Diese Fehler kosten die meisten Hortensien
- Umpflanzen bei Hitze: Die große Blattfläche verliert mehr Wasser, als die geschädigten Wurzeln liefern können.
- Zu kleiner Wurzelballen: Viele Feinwurzeln bleiben im alten Boden und fehlen anschließend bei der Wasseraufnahme.
- Zu tiefes Einsetzen: Der Wurzelhals bleibt feucht und kann geschädigt werden.
- Falscher Standort: Pralle Mittagssonne oder starke Wurzelkonkurrenz führt häufig zu dauerhaftem Welken.
- Zu viel Dünger: Frisch verletzte Wurzeln reagieren empfindlich auf hohe Salzkonzentrationen.
- Unregelmäßiges Gießen: Einmaliges Starkgießen reicht nicht, wenn der Boden danach wieder vollständig austrocknet.
Was ich besonders häufig beobachte, ist die Verwechslung von Sonnenstress und Wassermangel. Hängt eine Hortensie nur in der heißen Mittagszeit, erholt sie sich am Abend aber wieder, liegt das Problem oft am Standort und nicht an zu wenig Dünger oder einer Krankheit.

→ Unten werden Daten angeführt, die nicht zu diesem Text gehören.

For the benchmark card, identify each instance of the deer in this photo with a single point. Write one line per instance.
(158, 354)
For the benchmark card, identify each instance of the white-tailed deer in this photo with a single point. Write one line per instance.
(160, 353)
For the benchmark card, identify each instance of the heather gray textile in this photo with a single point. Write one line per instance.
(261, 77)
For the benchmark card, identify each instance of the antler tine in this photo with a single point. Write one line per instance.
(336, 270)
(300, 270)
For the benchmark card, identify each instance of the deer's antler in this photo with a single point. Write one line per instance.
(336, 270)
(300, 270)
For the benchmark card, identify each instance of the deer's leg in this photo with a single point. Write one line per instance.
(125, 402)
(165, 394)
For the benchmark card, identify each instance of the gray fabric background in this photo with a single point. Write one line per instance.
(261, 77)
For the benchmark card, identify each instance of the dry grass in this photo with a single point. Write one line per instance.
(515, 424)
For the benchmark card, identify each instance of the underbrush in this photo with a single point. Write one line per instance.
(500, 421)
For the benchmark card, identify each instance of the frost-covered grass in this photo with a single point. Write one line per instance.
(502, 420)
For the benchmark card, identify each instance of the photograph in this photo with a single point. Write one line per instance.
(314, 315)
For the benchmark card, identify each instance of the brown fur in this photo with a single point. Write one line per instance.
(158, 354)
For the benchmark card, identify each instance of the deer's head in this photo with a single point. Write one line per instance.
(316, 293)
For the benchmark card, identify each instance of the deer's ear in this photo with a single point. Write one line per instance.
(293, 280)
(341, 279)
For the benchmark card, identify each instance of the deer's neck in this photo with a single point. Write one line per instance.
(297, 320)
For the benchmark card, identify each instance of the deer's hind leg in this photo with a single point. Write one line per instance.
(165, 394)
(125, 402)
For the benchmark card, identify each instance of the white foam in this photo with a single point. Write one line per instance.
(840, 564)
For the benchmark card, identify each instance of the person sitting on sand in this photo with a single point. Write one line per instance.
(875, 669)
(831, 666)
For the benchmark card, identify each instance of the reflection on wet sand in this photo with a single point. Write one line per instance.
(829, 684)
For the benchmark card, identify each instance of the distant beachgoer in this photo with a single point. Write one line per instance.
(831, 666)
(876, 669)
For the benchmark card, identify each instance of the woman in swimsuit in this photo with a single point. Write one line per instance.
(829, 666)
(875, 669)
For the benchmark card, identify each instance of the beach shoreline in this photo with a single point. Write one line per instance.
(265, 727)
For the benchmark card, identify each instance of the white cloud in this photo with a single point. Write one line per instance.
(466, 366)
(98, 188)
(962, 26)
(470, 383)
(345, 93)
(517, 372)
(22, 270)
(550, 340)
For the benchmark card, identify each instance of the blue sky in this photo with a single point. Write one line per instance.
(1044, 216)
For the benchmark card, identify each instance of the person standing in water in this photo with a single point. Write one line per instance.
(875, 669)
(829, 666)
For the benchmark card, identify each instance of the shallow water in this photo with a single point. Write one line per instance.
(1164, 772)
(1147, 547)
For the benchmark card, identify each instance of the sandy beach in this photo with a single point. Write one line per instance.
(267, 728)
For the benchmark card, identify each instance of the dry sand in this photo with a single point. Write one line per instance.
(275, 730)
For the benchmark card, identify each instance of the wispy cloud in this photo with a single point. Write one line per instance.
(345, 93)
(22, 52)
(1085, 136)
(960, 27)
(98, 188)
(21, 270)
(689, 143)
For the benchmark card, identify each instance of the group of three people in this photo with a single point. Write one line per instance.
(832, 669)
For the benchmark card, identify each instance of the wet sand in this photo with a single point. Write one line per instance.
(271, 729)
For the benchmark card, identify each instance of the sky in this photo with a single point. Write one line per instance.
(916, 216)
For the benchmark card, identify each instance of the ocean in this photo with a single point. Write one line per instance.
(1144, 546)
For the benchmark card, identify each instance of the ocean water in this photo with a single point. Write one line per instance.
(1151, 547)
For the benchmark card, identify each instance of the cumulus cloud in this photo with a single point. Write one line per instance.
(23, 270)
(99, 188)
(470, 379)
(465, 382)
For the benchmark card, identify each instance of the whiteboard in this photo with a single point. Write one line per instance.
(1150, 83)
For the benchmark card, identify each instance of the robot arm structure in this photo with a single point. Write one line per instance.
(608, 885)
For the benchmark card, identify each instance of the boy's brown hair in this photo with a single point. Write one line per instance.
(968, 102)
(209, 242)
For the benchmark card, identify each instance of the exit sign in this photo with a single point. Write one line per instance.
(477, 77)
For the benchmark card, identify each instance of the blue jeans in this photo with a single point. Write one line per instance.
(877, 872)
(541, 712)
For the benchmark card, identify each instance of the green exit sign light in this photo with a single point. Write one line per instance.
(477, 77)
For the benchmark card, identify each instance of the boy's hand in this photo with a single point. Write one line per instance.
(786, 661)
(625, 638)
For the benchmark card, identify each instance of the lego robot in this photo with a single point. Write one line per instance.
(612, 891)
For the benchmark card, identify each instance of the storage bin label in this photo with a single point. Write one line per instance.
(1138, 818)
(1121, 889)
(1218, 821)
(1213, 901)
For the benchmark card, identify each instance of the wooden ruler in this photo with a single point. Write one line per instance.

Ein guter Platz erspart der Hortensie den nächsten Umzug
Das Umsetzen gelingt am zuverlässigsten, wenn Sie den Termin an die Hortensienart und das Wetter anpassen, den Ballen großzügig ausheben und die Pflanze anschließend mehrere Wochen gleichmäßig feucht halten. Der neue Standort sollte nicht nur heute passen, sondern auch in einigen Jahren noch genügend Raum, Schutz und Bodenfeuchtigkeit bieten.
Wer diese drei Punkte ernst nimmt, muss den Strauch meist nicht erneut versetzen. Gerade bei Hortensien zahlt sich eine sorgfältige Standortwahl stärker aus als jeder spätere Pflegegriff.